Dit is een minder prettig bericht. Laten ze nu in Godsnaam even wachten tot we
thuis zijn, vóór ze ruzie maken! Je leeft steeds tussen hoop en vrees.
Met onze buurlui maak ik vanavond
een praatje. Een echte gezellige arbeider uit Zuid-Frankrijk, met een heerlijk
accent. Zelf sta ik met mijn onafscheidelijke pet op het beeld in mijn kleine
broekje, hangend over de omheining. De twee ganzen die ze in de tuin hebben,
hebben ze zelf meegebracht! Veel nieuws hoor ik er niet. De Fransen hebben in
hun taal een bulletin, waar op staat dat ze in aan maand allemaal naar huis
worden getransporteerd. 40.000 per dag, gedeeltelijk per vliegtuig. De oude
verhaaltjes, maar geldt dit ook voor degenen die in door de Russen bezet gebied zitten?
Jan :
Vrijdag 11 Mei 1945.
Vanmorgen moesten we vroeg op om
brood en soep te halen. Tenminste, ons was gezegd dat we om 7 uur Russischen
tijd (d.i. 6 uur gangbare tijd) verzamelen moesten bij een van de kanonnen van
de luchtdoelstelling om brood en soep te halen. Enfin, Witkop en ik waren op de
genoemde tijd present, en hebben daar twee uur zitten wachten. Toen was er nog
niets georganiseerd. De verbindingslieden wisten van niets. Tenslotte werd dan
gezegd dat de leider van de Franschen, een officier, zou waarschuwen wanneer
de keuken klaar was.
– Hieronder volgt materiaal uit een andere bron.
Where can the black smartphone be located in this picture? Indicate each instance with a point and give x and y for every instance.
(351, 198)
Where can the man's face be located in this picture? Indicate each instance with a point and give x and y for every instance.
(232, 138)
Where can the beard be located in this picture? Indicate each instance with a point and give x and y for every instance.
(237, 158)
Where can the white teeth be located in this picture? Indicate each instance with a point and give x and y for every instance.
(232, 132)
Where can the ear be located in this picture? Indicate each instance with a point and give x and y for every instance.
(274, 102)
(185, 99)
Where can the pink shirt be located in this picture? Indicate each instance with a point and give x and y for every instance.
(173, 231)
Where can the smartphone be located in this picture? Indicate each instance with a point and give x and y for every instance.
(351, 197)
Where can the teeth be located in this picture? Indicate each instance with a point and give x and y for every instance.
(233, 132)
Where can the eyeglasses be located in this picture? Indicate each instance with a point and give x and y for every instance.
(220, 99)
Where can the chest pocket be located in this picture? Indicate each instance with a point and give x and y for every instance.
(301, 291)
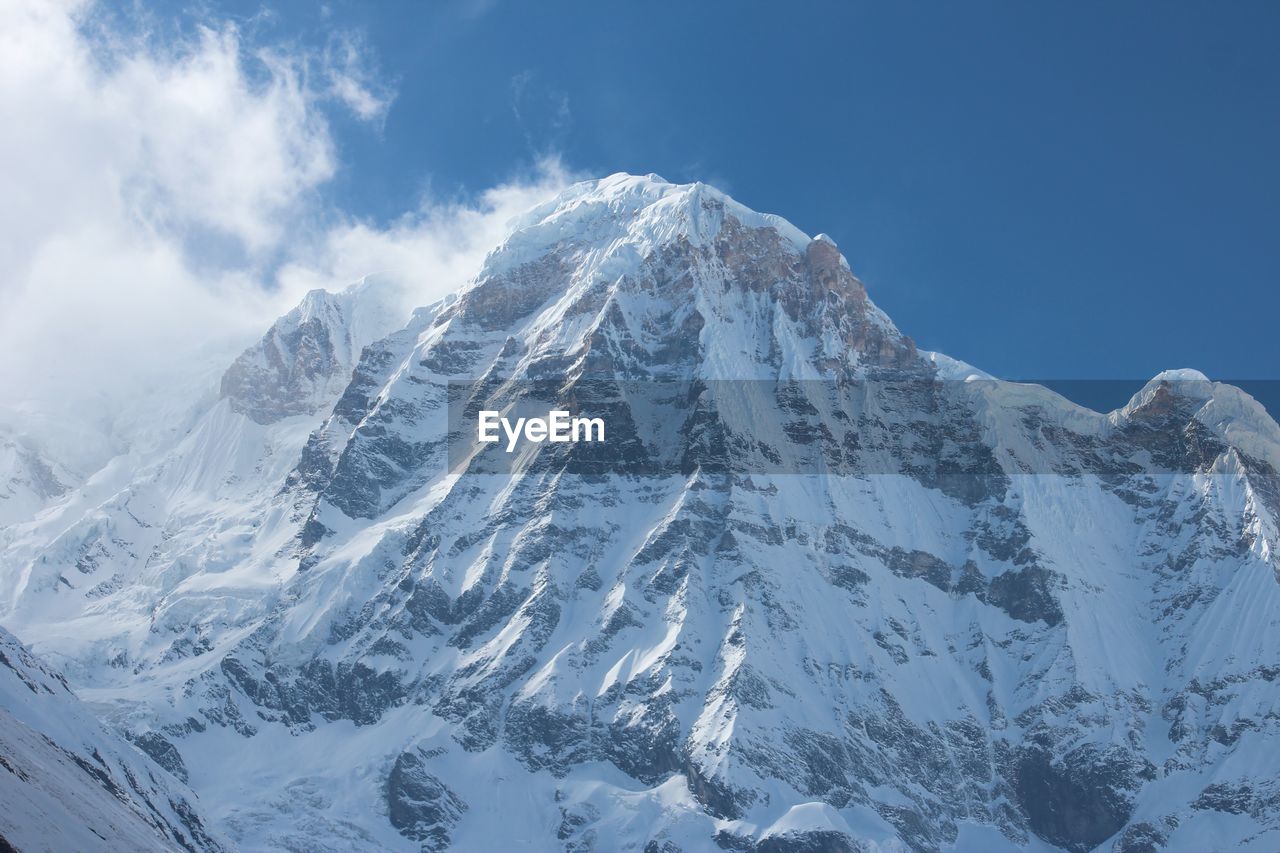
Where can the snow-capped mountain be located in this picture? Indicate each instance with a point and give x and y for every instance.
(837, 594)
(69, 784)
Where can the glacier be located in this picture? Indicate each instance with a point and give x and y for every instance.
(991, 620)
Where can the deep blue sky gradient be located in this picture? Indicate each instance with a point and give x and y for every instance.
(1084, 190)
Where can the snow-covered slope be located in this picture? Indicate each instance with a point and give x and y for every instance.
(68, 784)
(835, 594)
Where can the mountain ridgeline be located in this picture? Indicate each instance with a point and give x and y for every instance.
(818, 591)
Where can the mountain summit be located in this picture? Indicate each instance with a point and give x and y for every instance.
(882, 601)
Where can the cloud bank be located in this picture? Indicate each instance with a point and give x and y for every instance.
(164, 203)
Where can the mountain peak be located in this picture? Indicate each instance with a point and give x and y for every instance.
(305, 359)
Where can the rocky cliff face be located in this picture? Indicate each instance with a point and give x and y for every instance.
(837, 593)
(305, 359)
(68, 784)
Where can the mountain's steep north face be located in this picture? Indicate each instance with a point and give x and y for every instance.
(821, 591)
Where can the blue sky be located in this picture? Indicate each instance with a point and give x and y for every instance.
(1043, 190)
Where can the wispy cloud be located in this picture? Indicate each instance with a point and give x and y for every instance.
(543, 114)
(164, 200)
De verbindingsmannen zouden dan ieder hun eigen groep
waarschuwen. Daar wij vrij ver buiten het eigenlijke kamp liggen, komt het er
voor ons op neer, dat we elk uur met een emmer er op uittrekken om eens even
poolshoogte te gaan nemen. Maar de organisatie was weer niets. Er is niemand,
die er aan denkt, een aankondigingenbord te installeren, waarop inlichtingen
staan. Maar misschien komt dat mettertijd nog wel in orde.
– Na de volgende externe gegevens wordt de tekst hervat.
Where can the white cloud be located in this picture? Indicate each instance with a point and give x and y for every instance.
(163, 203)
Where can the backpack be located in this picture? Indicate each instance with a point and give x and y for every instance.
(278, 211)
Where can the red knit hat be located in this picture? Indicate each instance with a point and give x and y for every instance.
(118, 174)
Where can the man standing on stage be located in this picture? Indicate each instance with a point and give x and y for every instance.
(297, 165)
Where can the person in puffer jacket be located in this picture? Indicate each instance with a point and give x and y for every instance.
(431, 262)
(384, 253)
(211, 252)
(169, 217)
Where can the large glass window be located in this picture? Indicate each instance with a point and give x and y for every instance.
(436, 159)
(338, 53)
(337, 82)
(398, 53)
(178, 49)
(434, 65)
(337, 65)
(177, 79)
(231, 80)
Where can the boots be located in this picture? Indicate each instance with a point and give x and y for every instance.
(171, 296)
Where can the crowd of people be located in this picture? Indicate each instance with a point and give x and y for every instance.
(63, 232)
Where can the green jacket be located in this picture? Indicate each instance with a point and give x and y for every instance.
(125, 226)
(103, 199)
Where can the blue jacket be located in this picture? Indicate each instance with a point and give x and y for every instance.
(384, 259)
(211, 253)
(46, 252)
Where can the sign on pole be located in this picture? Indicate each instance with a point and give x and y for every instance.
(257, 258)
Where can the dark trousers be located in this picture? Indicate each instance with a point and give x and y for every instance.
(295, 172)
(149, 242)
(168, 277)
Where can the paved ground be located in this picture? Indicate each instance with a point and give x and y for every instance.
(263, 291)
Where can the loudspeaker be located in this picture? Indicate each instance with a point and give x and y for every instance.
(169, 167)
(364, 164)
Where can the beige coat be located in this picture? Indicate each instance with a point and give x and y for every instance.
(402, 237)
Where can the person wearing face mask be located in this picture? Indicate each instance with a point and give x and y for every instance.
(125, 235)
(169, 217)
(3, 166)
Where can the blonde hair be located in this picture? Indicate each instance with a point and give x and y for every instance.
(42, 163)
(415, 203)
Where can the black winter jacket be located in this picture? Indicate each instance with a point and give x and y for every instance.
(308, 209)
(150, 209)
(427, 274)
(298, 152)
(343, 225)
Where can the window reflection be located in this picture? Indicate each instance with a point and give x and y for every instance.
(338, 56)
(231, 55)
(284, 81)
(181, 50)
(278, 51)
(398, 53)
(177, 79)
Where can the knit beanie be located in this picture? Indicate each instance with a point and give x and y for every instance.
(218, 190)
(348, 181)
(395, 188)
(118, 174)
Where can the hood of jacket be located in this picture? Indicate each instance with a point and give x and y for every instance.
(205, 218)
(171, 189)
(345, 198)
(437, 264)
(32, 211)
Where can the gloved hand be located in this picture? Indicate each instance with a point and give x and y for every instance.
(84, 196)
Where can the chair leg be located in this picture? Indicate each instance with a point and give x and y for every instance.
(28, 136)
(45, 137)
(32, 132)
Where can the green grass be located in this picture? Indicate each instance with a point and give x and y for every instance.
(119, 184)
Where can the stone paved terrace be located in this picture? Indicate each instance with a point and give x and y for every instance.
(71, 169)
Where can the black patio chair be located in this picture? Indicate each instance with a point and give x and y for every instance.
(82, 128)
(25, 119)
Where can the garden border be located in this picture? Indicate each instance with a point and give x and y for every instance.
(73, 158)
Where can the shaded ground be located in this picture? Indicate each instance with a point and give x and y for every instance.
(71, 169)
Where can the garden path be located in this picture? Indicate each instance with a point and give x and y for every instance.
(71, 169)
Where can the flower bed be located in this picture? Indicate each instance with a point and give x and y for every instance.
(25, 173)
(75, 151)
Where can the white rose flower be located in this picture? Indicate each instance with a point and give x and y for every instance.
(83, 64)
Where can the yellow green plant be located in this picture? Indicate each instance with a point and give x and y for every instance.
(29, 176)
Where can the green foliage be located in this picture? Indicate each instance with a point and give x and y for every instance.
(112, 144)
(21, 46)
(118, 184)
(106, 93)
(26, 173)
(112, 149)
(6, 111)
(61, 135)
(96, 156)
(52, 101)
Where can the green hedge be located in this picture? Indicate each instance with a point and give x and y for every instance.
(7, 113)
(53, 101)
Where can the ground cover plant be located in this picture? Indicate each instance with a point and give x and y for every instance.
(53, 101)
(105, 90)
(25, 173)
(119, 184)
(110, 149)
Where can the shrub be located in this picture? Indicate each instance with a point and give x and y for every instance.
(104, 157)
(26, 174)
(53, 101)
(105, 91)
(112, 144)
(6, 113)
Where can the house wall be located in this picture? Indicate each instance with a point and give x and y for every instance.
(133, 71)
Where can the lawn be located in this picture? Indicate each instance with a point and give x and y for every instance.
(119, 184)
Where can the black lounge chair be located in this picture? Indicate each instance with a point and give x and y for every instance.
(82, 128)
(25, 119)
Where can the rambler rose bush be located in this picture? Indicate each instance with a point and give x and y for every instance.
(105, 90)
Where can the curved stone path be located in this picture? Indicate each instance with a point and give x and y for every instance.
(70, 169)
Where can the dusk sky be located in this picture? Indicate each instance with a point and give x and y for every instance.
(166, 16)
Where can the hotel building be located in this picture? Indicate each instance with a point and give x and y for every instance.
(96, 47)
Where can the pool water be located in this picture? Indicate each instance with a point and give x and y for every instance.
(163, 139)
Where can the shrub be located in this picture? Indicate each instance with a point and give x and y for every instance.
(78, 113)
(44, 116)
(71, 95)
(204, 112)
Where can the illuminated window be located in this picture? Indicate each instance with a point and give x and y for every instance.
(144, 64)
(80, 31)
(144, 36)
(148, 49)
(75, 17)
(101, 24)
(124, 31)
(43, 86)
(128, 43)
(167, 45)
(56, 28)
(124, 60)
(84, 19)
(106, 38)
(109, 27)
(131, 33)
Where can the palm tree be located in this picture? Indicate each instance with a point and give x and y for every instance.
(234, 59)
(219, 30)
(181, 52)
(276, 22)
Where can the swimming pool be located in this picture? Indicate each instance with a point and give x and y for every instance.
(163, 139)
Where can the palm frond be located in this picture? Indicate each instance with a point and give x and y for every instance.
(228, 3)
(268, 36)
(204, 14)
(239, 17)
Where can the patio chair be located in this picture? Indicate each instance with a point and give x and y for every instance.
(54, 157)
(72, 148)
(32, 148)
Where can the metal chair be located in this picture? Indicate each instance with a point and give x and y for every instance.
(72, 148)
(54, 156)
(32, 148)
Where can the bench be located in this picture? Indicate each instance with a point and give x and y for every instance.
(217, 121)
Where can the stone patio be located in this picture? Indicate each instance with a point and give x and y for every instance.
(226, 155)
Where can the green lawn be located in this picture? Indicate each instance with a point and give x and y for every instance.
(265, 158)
Er wordt nu beweerd, dat wij zeer
binnenkort vertrekken gaan, direct nadat de Fransche en andere krijgsgevangen
van de lijst afgevoerd zijn. En die zouden ten getale van 40.000 per dag
gerepatrieerd worden. Hopelijk gaan wij ook met de trein, want om met deze
voorjaarshitte te loopen, daarvoor voel ik absoluut niets. Bovendien moet ik
dan veel te veel bagage achterlaten.
Tegen het eind van den middag hebben
ze een kleine verbetering ingevoerd bij de etenshalerij: als de soep klaar is,
wordt aan een van de kanonnen een groote witte vlag geheschen. Nu heb je
tenminste een aanknoopingspunt. De soep, die we kregen, was op zichzelf niet
slecht, maar het is geen kost, om er van in leven te blijven: dunne weliswaar
goed vette bouillon met vleesch erin; hoeveelheid ca. ¾ l per dag. Verder kregen
we brood, en wel 250 gr. Maar dat was brood van gisteren. Aan de kost ontbreekt
nog wel het een en ander.
Maar we hebben gelukkig een goede aanvulling is onze plundervoorraad. Vanmiddag hebben we bv. een koningsmaal
samengesteld uit rijst (van het Stettinner Bahnhof) en rhabarber (uit eigen
tuin). Het smaakte voortreffelijk!
Een heel pijnlijke geschiedenis
was, dat Skrobohatyj vanavond terug kwam, met een heele berg bagage. We hebben
ze opgeborgen in een klein kamertje, achteraan de bungalow, waar een bed stond.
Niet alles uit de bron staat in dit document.